Czyżby BioWare miało zamiar porzucić motywy walki z demonami i kosmitami na rzecz bardziej realistycznych wątków? Tak wynika z ostatniej wypowiedzi Zashuka, szefa studia.
Czyżby BioWare miało zamiar porzucić motywy walki z demonami i kosmitami na rzecz bardziej realistycznych wątków? Tak wynika z ostatniej wypowiedzi Zashuka, szefa studia.
"Im więcej rozmawiamy, tym bardziej zastanawiamy się nad taką decyzją (...) Porównajcie sobie Baldur's Gate z tym, co jest dzisiaj... Spójrzcie na to, czym stały się Dragon Age II oraz Mass Effect 2 i 3 - to całkowicie odmienne rzeczy".
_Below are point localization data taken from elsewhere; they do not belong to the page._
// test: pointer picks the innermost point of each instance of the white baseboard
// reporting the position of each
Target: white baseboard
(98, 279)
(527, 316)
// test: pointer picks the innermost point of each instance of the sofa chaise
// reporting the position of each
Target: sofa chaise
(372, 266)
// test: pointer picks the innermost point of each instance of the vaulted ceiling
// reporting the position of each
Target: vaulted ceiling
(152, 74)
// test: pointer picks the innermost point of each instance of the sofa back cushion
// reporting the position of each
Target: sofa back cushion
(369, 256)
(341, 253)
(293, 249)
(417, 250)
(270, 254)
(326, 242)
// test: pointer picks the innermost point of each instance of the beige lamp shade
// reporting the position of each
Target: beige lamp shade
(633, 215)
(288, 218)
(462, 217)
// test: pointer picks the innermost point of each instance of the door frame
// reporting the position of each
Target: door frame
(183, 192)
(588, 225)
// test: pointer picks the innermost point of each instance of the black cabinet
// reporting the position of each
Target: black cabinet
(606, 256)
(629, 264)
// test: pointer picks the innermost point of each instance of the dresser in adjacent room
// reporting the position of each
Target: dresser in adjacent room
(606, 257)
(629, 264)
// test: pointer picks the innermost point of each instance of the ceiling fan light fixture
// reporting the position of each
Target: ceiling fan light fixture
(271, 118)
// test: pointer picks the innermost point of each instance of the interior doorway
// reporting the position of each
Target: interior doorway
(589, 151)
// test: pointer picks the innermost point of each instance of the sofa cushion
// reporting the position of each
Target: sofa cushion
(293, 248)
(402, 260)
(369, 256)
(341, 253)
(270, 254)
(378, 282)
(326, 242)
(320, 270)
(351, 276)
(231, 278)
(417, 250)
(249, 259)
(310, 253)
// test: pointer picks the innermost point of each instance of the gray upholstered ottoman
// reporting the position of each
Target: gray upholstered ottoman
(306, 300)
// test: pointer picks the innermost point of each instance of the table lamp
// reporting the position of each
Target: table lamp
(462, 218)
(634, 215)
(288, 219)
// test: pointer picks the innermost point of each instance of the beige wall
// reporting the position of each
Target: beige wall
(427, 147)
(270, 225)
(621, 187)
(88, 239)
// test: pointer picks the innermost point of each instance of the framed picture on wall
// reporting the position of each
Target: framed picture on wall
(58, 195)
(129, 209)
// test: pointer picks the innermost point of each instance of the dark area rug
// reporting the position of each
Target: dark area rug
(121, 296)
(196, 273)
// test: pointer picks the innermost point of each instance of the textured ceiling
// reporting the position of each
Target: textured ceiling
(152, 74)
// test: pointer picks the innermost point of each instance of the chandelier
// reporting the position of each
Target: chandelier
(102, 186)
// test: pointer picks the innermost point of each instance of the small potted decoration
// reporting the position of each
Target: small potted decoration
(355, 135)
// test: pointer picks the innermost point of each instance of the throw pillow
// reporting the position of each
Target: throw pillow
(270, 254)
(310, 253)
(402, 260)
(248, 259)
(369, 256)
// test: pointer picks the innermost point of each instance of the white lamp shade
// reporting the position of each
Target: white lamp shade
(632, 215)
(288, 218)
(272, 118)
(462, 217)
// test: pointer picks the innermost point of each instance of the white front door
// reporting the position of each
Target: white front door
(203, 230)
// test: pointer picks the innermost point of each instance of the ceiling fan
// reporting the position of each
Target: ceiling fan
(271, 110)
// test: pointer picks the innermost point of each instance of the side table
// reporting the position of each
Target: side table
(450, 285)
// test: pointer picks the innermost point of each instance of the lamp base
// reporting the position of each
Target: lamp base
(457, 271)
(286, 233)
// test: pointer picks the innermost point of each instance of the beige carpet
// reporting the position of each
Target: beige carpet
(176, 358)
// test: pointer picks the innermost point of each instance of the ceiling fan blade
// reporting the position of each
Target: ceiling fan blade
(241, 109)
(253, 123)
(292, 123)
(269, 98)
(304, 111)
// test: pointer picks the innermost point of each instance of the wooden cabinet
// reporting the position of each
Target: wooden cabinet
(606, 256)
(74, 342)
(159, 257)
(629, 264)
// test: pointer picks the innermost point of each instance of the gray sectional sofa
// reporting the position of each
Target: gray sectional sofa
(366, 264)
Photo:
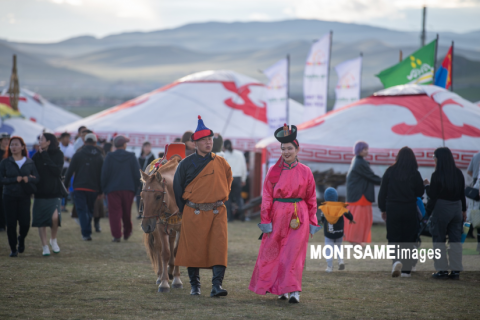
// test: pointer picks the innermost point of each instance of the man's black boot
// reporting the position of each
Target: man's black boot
(194, 274)
(217, 279)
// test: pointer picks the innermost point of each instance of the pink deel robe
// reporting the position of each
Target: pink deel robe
(282, 253)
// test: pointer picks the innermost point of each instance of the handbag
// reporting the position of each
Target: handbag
(475, 218)
(472, 193)
(295, 222)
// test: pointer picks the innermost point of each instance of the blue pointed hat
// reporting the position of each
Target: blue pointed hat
(201, 131)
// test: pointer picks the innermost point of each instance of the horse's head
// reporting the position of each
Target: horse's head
(154, 196)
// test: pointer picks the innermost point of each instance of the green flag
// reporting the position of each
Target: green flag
(416, 68)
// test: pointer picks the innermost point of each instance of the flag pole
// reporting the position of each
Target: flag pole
(435, 61)
(288, 89)
(451, 76)
(360, 80)
(328, 70)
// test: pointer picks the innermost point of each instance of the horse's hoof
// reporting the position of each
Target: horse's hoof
(163, 290)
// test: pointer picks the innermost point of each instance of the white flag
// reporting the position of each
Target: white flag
(349, 81)
(277, 94)
(315, 79)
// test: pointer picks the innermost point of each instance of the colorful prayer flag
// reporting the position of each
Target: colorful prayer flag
(416, 68)
(443, 76)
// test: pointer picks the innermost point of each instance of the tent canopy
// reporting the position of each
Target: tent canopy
(230, 103)
(420, 117)
(37, 109)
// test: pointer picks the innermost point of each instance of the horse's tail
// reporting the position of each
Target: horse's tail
(149, 242)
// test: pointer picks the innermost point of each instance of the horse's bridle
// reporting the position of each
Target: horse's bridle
(164, 205)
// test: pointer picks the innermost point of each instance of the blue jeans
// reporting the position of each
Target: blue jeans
(84, 203)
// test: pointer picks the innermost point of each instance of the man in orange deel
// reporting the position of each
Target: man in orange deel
(332, 219)
(202, 185)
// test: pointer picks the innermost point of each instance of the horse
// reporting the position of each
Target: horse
(160, 208)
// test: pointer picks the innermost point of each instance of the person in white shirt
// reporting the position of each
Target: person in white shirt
(236, 160)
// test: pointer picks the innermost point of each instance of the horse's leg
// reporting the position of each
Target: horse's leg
(165, 257)
(158, 252)
(171, 262)
(176, 283)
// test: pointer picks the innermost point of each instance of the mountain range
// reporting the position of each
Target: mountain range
(90, 66)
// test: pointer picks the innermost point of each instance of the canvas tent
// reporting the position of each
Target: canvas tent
(17, 126)
(230, 103)
(35, 108)
(421, 117)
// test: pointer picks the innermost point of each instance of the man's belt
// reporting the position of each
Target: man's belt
(205, 206)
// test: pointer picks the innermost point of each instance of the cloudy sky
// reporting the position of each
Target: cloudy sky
(54, 20)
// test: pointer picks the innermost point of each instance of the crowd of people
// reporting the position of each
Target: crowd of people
(97, 174)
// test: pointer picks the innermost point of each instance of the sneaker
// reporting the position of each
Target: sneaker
(396, 269)
(283, 296)
(46, 251)
(54, 245)
(294, 297)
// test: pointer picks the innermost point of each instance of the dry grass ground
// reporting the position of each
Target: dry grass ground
(105, 280)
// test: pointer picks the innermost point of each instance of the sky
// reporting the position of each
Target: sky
(56, 20)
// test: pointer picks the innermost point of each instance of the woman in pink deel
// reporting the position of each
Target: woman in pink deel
(288, 215)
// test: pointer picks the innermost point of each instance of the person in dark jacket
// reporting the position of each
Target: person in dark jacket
(48, 198)
(401, 185)
(361, 183)
(87, 165)
(146, 157)
(333, 224)
(4, 140)
(120, 180)
(447, 208)
(18, 176)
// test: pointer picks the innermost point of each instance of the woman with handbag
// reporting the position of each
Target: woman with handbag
(18, 176)
(288, 215)
(447, 206)
(50, 191)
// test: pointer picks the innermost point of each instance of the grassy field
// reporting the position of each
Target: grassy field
(105, 280)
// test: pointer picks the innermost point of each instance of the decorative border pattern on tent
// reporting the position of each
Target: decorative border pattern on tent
(328, 154)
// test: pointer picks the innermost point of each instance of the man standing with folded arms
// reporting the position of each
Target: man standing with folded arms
(120, 180)
(202, 184)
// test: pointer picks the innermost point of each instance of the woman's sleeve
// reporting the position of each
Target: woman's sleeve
(418, 186)
(267, 201)
(311, 200)
(382, 195)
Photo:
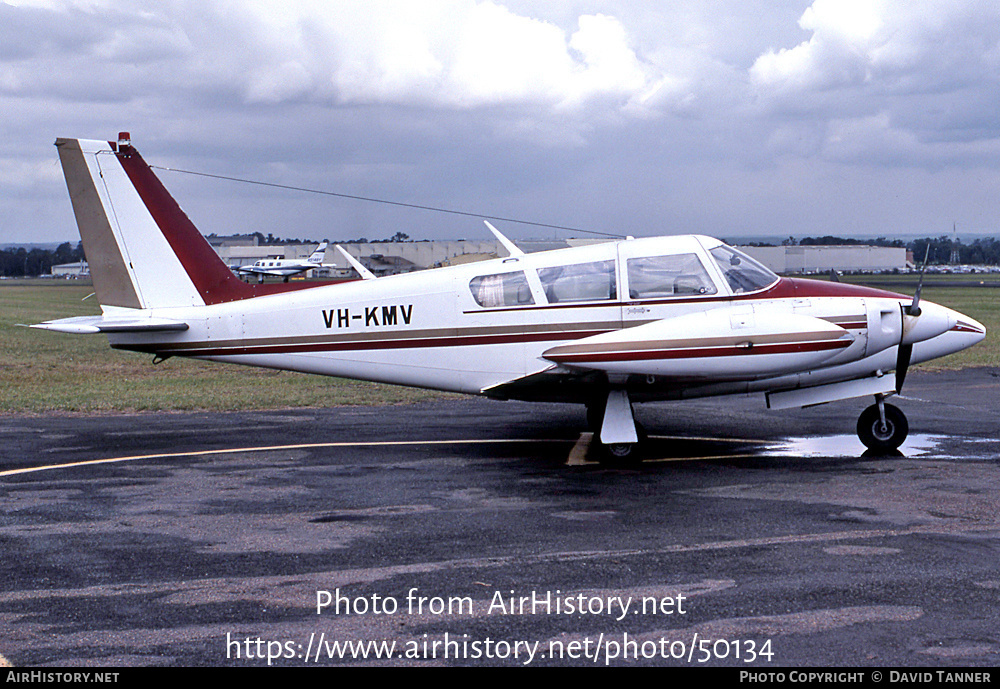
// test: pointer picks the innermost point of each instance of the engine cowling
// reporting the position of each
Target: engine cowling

"Możesz wyobrazić sobie policyjny dramat w konwencji Mass Effecta. Możesz sobie też wyobrazić tutaj opowieść szpiegowską. Uważam, że nasza zdolność do tworzenia i rozumienia różnych kontekstów w grach rozwinęła się. To może otwierać nam drzwi do nowych rzeczy, które będą nieco się różniły od tego, co robiliśmy do tej pory".
Oczywiście Zashuk musiał zastrzec, że to nic pewnego:
"Nic dzisiaj nie potwierdzamy, ale jest to coś, o czym dyskutujemy. Naszym celem jest poszerzenie naszego grona odbiorców, sprzedać więcej kopii, zdobyć sobie więcej fanów".
Zmiany raczej nie zostaną wprowadzone w sposób rewolucyjny, ale być może już w Mass Effect 3 zobaczymy nieco więcej przyziemnych wątków. Strzelanie w twarz kosmitom jest fajne, ale ileż można?